Alumni in Profile: Rosamund Garrett
Rosamund Garrett (MA 2012) is studying for her PhD at The Courtauld and has recently been appointed as the new Curatorial Assistant at The Courtauld Gallery. When Rosamund was asked about her experiences as a student here she said, “It has been a real privilege to study with Professor Susie Nash, both for my Masters and my PhD. Her approach has been incredibly formative for me. It has also been great to have access to The Courtauld’s vibrant community of scholars, both early career and established in formal settings such as the Research Forum or informally over coffee in the student café.”
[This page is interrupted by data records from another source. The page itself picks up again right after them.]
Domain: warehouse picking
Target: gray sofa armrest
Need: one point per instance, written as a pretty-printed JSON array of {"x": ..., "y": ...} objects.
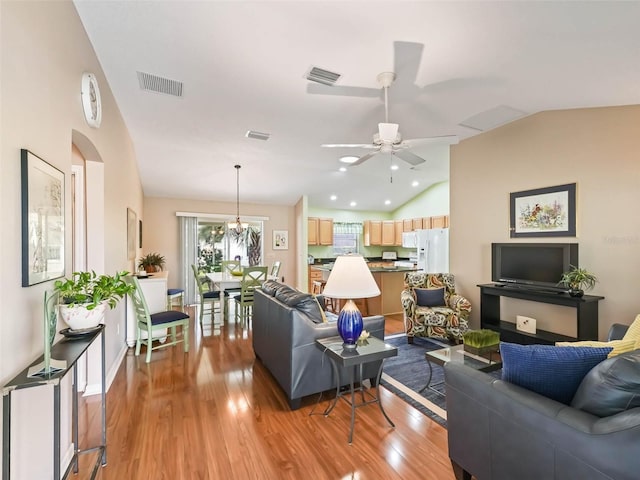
[{"x": 500, "y": 430}]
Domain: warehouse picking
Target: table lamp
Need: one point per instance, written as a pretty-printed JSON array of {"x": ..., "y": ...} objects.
[{"x": 350, "y": 278}]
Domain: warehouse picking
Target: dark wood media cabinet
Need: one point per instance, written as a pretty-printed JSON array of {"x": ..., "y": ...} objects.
[{"x": 586, "y": 314}]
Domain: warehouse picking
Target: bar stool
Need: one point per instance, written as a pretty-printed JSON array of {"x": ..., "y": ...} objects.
[
  {"x": 175, "y": 294},
  {"x": 331, "y": 304}
]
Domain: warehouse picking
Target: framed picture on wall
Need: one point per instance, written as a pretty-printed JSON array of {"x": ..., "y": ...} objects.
[
  {"x": 281, "y": 239},
  {"x": 42, "y": 220},
  {"x": 544, "y": 212}
]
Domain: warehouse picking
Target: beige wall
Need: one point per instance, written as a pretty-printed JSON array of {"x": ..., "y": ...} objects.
[
  {"x": 160, "y": 229},
  {"x": 596, "y": 148},
  {"x": 44, "y": 51}
]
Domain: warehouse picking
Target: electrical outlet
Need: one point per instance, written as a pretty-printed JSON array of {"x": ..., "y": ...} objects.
[{"x": 525, "y": 324}]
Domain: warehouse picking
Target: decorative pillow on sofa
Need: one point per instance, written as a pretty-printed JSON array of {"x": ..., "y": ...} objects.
[
  {"x": 555, "y": 372},
  {"x": 611, "y": 387},
  {"x": 430, "y": 297},
  {"x": 618, "y": 346},
  {"x": 270, "y": 287}
]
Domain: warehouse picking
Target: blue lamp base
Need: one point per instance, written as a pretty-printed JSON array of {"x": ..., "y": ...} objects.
[{"x": 350, "y": 325}]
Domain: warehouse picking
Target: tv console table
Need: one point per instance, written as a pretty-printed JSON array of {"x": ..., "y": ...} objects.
[{"x": 586, "y": 314}]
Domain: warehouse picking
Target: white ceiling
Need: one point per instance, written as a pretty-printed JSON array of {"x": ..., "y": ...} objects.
[{"x": 243, "y": 64}]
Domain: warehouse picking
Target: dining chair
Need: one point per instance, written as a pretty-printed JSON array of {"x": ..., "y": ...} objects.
[
  {"x": 232, "y": 267},
  {"x": 275, "y": 270},
  {"x": 207, "y": 295},
  {"x": 154, "y": 322},
  {"x": 252, "y": 278}
]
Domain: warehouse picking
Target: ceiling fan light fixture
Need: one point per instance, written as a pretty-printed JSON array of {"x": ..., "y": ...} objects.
[
  {"x": 388, "y": 132},
  {"x": 348, "y": 159}
]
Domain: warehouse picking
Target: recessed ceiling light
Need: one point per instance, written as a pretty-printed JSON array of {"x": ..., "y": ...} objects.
[{"x": 349, "y": 159}]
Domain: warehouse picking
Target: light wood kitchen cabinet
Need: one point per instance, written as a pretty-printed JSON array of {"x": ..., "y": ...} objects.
[
  {"x": 320, "y": 231},
  {"x": 372, "y": 231},
  {"x": 325, "y": 229},
  {"x": 399, "y": 229},
  {"x": 388, "y": 235},
  {"x": 312, "y": 231}
]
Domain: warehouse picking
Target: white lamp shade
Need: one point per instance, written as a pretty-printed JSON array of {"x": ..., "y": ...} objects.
[{"x": 350, "y": 278}]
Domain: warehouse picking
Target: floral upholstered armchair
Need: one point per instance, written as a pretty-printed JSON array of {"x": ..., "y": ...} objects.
[{"x": 432, "y": 308}]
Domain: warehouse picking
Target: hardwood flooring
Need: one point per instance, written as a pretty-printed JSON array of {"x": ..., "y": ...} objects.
[{"x": 216, "y": 413}]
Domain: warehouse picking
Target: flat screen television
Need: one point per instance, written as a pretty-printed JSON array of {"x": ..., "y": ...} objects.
[{"x": 532, "y": 265}]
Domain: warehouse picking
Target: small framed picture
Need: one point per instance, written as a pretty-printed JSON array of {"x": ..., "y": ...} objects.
[{"x": 281, "y": 239}]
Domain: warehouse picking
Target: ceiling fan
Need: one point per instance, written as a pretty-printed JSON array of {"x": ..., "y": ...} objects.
[{"x": 388, "y": 138}]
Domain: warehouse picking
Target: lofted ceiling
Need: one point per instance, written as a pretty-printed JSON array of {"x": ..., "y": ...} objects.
[{"x": 242, "y": 66}]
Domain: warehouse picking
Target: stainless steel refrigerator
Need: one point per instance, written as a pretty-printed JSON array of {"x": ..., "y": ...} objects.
[{"x": 433, "y": 250}]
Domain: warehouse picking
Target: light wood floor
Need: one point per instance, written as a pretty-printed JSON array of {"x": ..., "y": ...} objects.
[{"x": 216, "y": 413}]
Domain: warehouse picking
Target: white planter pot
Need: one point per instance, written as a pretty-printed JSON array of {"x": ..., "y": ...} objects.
[{"x": 79, "y": 318}]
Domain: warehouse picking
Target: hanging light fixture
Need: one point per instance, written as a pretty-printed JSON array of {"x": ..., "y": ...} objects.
[{"x": 238, "y": 225}]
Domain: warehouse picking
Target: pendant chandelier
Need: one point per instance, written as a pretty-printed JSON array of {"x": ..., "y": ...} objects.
[{"x": 238, "y": 225}]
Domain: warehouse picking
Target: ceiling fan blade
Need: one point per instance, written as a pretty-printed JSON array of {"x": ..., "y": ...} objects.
[
  {"x": 444, "y": 139},
  {"x": 409, "y": 157},
  {"x": 363, "y": 159},
  {"x": 316, "y": 88},
  {"x": 349, "y": 145},
  {"x": 406, "y": 60}
]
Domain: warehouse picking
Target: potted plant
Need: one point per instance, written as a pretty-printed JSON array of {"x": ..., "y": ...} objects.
[
  {"x": 86, "y": 295},
  {"x": 152, "y": 262},
  {"x": 578, "y": 280}
]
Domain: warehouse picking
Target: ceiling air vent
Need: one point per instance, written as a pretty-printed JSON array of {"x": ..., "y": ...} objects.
[
  {"x": 322, "y": 76},
  {"x": 257, "y": 135},
  {"x": 154, "y": 83}
]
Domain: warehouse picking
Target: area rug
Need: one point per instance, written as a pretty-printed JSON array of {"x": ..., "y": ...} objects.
[{"x": 407, "y": 373}]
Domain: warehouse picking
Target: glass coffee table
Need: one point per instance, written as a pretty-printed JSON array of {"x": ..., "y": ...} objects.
[{"x": 486, "y": 362}]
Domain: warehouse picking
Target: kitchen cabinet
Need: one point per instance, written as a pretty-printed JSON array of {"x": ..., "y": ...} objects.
[
  {"x": 372, "y": 231},
  {"x": 319, "y": 231},
  {"x": 388, "y": 234},
  {"x": 399, "y": 229},
  {"x": 440, "y": 221}
]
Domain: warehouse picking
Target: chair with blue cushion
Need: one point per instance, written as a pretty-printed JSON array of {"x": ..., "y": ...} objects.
[
  {"x": 208, "y": 296},
  {"x": 231, "y": 267},
  {"x": 174, "y": 294},
  {"x": 157, "y": 323},
  {"x": 252, "y": 278}
]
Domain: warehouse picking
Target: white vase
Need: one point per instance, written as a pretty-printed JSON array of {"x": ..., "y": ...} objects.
[{"x": 79, "y": 318}]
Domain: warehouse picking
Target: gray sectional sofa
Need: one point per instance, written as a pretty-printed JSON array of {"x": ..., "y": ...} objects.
[
  {"x": 501, "y": 431},
  {"x": 286, "y": 324}
]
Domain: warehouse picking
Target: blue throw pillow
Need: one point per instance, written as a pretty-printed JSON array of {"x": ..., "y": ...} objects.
[
  {"x": 555, "y": 372},
  {"x": 430, "y": 297}
]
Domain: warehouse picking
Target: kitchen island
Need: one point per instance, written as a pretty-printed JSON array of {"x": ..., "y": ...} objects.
[{"x": 390, "y": 281}]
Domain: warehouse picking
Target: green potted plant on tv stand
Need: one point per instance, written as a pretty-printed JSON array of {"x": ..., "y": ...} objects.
[{"x": 578, "y": 280}]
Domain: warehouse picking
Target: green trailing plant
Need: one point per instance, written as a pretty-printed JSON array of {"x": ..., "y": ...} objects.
[
  {"x": 152, "y": 262},
  {"x": 90, "y": 289},
  {"x": 481, "y": 338},
  {"x": 578, "y": 279}
]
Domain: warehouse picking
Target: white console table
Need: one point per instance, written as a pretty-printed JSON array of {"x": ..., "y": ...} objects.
[{"x": 154, "y": 289}]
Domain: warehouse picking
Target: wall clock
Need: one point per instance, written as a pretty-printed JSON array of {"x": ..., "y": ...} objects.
[{"x": 91, "y": 103}]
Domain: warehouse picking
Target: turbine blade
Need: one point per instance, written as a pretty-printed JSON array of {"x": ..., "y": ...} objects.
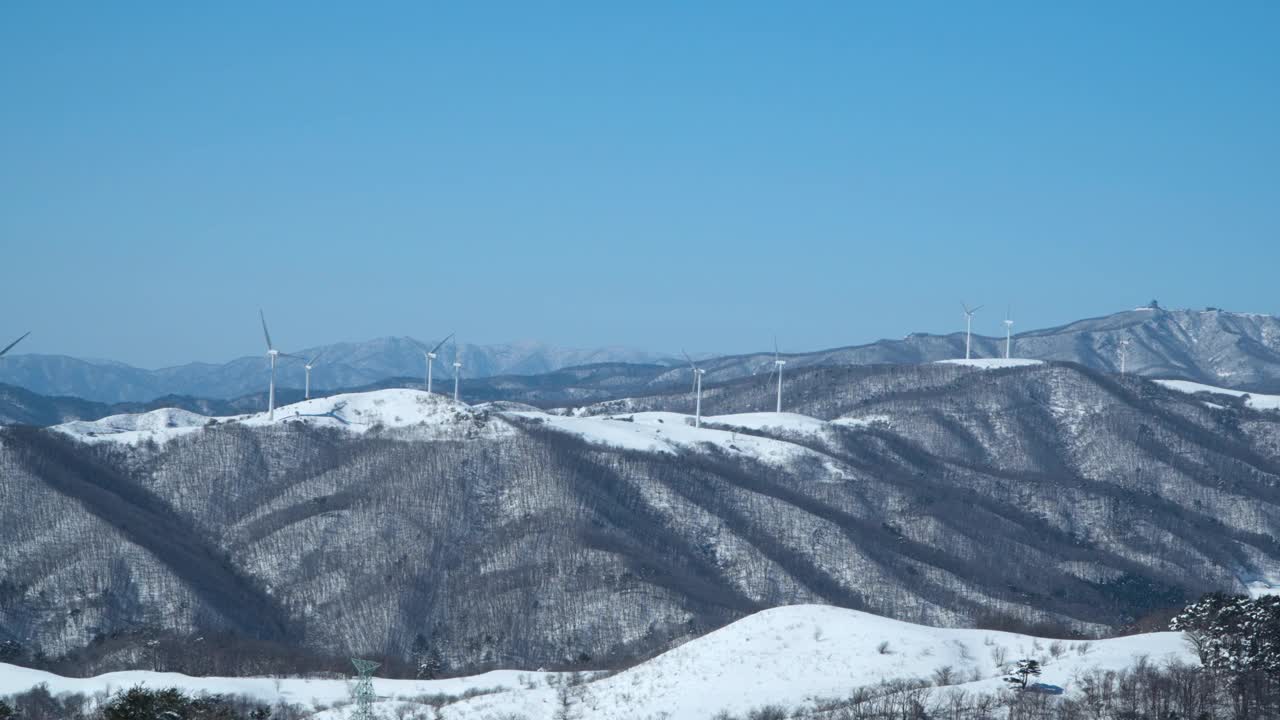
[
  {"x": 8, "y": 347},
  {"x": 265, "y": 333},
  {"x": 439, "y": 345}
]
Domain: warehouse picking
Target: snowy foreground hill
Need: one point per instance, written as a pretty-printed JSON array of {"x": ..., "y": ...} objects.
[
  {"x": 502, "y": 536},
  {"x": 789, "y": 656}
]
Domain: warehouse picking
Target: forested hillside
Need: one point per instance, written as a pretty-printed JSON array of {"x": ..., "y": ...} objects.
[{"x": 497, "y": 534}]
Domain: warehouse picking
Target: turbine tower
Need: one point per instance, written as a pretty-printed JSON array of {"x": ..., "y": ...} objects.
[
  {"x": 307, "y": 367},
  {"x": 457, "y": 370},
  {"x": 698, "y": 391},
  {"x": 968, "y": 326},
  {"x": 430, "y": 358},
  {"x": 777, "y": 367},
  {"x": 273, "y": 354},
  {"x": 8, "y": 347},
  {"x": 1009, "y": 335}
]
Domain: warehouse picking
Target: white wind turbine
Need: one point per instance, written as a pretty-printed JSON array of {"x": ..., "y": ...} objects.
[
  {"x": 8, "y": 347},
  {"x": 1009, "y": 333},
  {"x": 457, "y": 370},
  {"x": 307, "y": 368},
  {"x": 968, "y": 326},
  {"x": 698, "y": 391},
  {"x": 430, "y": 358},
  {"x": 273, "y": 354},
  {"x": 777, "y": 368}
]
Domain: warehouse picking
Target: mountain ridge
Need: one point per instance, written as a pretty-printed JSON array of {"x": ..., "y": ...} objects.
[{"x": 1233, "y": 350}]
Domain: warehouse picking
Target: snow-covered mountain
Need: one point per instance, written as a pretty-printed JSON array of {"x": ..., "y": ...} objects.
[
  {"x": 1216, "y": 347},
  {"x": 941, "y": 493},
  {"x": 1211, "y": 346},
  {"x": 342, "y": 365},
  {"x": 792, "y": 657}
]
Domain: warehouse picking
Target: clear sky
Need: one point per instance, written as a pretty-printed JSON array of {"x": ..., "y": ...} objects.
[{"x": 656, "y": 174}]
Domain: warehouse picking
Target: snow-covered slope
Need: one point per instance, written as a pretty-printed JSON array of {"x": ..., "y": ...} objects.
[
  {"x": 794, "y": 655},
  {"x": 305, "y": 692},
  {"x": 426, "y": 415},
  {"x": 159, "y": 425},
  {"x": 1252, "y": 400},
  {"x": 993, "y": 363},
  {"x": 789, "y": 656},
  {"x": 675, "y": 432}
]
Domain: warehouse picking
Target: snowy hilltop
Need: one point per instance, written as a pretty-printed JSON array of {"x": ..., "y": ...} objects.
[{"x": 795, "y": 657}]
Now a few months into her new role, Rosamund writes for The Alumni E-News about swiftly learning that things are not always what they seem at The Courtauld.
‘Can I move the window?’ was not a question I thought I’d be asking a few days into my new position as Curatorial Assistant at The Courtauld Gallery. I had been charged with curating a display of works on paper by the Netherlandish artist Pieter Bruegel the Elder (around 1525-1569) in the Drawings Gallery. This beautiful space has two windows facing onto the courtyard, but clever custom design allows us to cover one or both if additional hanging space is needed. The argument of my proposed display worked best if only the left window remained visible so, after a little trial and error, we changed the wall around, with the help of a bright torch and a magnet to locate hidden screws. The space could then be painted and the works hung.
The display brings together all the works on paper within our collection by Bruegel or once attributed to him. Advances in scholarship have shown that, in addition to autograph works by Bruegel, we are actually in the possession of drawings by three early emulators of the master who were working in the late sixteenth and early seventeenth centuries. It was important for the display to demonstrate how closely these artists had imitated, and in at least one case outright forged, the master’s work, and so I decided to intersperse these drawings with originals by Bruegel rather than segregate them.
Prints and drawings are stored unframed in standard size mounts, which means we also get to choose frames from our stock. The variety used were selected not only to best complement each work but to deliberately avoid distinction between the four artists. I would encourage you, should you visit, to ignore the labels and try to establish the master’s hand for yourselves, at least for the first glance. If that fails, you can always join the heated debate of how many mules there are in the exhibition, or try to spot the hidden window.
Bruegel/Not Bruegel will be on in The Gilbert and Ildiko Butler Drawings Gallery at The Courtauld Gallery until 17 April 2016.